Sunday, September 13, 2020

I, as a person without entity, am essentially a collection of fragments that do not fit very well together. So that’s OK.

It has been noticed that my approach to The Prophetic Imagination is not exactly unified, except in that I am relating the study by Walter Brueggemann to our contemporary world, our degenerating liberal democracy - as opposed to egalitarian democracy, which we have not achieved or much even aspired to - and the disasters in, especially the English speaking peoples and others who seem as hell bent on Pharonic-fascist-Stalinist gangster governance here and now in the modern, scientific, capitalist world.


In that I can cite words of Walter Brueggemann, certainly one of today's greatest scholars of the Jewish prophetic writings and tradition, from an interview he gave in late fall 2011 to Krista Tippett:


Ms. Tippett:  If I asked you this way: In terms of your image of God, are there metaphors that have spoken to you across time or that speak to you now that didn’t before? Are there metaphors that have come to you in your life as a human being and in your study as a scholar and your work as a preacher to be more and more meaningful?


Mr. Brueggemann:  I think they basically arise out of my continuing to look at the text. It depends on what text I’m looking at. Obviously, that is then related to what’s going on in my life that day. For example, if I take the phrase — and I can’t even remember where it is — “Let me be the apple of your eye.” That’s a very strange phrase, but what that pictures is a God who’s a big eye that looks at you caringly, treasuring you. What I imagine from that — it’s like being a little kid that’s lost in a department store, and you finally go around the corner, and there’s your mother looking at you, and you’re safe again. So I want to have God look at me that way.


I don’t want to construct the whole theology out of that phrase, but that’s enough for that day, and I’ll be given another phrase, another day like that. So that’s kind of how my mind works. It doesn’t yield a doctrinal package. It just yields a bunch of fragments that are not easily fit together. But the reason that works for me is that I am aware that I, as a person without entity, am essentially a collection of fragments that do not fit very well together. So that’s OK.
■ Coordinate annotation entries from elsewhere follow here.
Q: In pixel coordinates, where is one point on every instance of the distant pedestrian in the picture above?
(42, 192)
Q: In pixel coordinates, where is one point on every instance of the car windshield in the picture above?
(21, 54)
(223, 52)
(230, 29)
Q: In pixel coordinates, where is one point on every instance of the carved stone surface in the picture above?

If that's OK for this foremost scholar of the literature, not only in an academic sense but in someone who really, truly believes and sees the need and necessity for presenting it as a means of understanding the terrible world we live in and a way to live.  Read or listen to the rest of the interview, I could have produced a dozen pieces on different things he says in it, I don't feel too bad about this approach I'm using.
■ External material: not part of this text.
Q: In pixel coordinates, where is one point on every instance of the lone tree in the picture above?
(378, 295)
I'll leave you with one more snip from the transcript.


Ms. Tippett: You’re naming something when you call the prophets poets. You’re naming qualities of this text, this Bible that people think they know so well, but in fact and partly because of the way these things were translated and transmitted, I don’t think I grew up realizing how much of the Bible is poetry. The reason that also matters — and that’s true of the Hebrew Bible in particular — and also this realization, which is very simple but not brought home very often, is that this was the text of Jesus. This was his scripture.


Mr. Brueggemann: That’s right. He obviously knew it so well. But even in the more liberal theological tradition that I was raised, we only talked about the prophets as moral teachers, and there was no attention to the artistic, aesthetic quality of how they did that. But it is the only way in which you can think outside of the box. Otherwise, even liberal passion for justice just becomes another ideology, and it does not have transformative power. That’s what’s extraordinary about the poetry, that it’s so elusive that it refuses to be reduced to a formula. I think that’s a great temptation among liberals who care about justice — is to reduce it to a formula.


That's what I've found in this study of where American liberalism lost its way, where the "left" started out on a path that would lead to nowhere good. And don't get me started on conservatives and the right.  Liberalism should have avoided becoming an -ism.   I've lost faith in ideologies ever leading anywhere good.  They become more about means of identification with a club than an aid to doing justice, of practicing love.   That's how so much of "liberalism" and "leftism" became associated with consumer products of a higher end, "lifestyle" choices, educational status than they did with the very things the American liberal tradition either is about, equality, providing the destitute, the poor, the working poor with a decent life, care for the environment and our fellow sentient creatures, or it's just another -ism.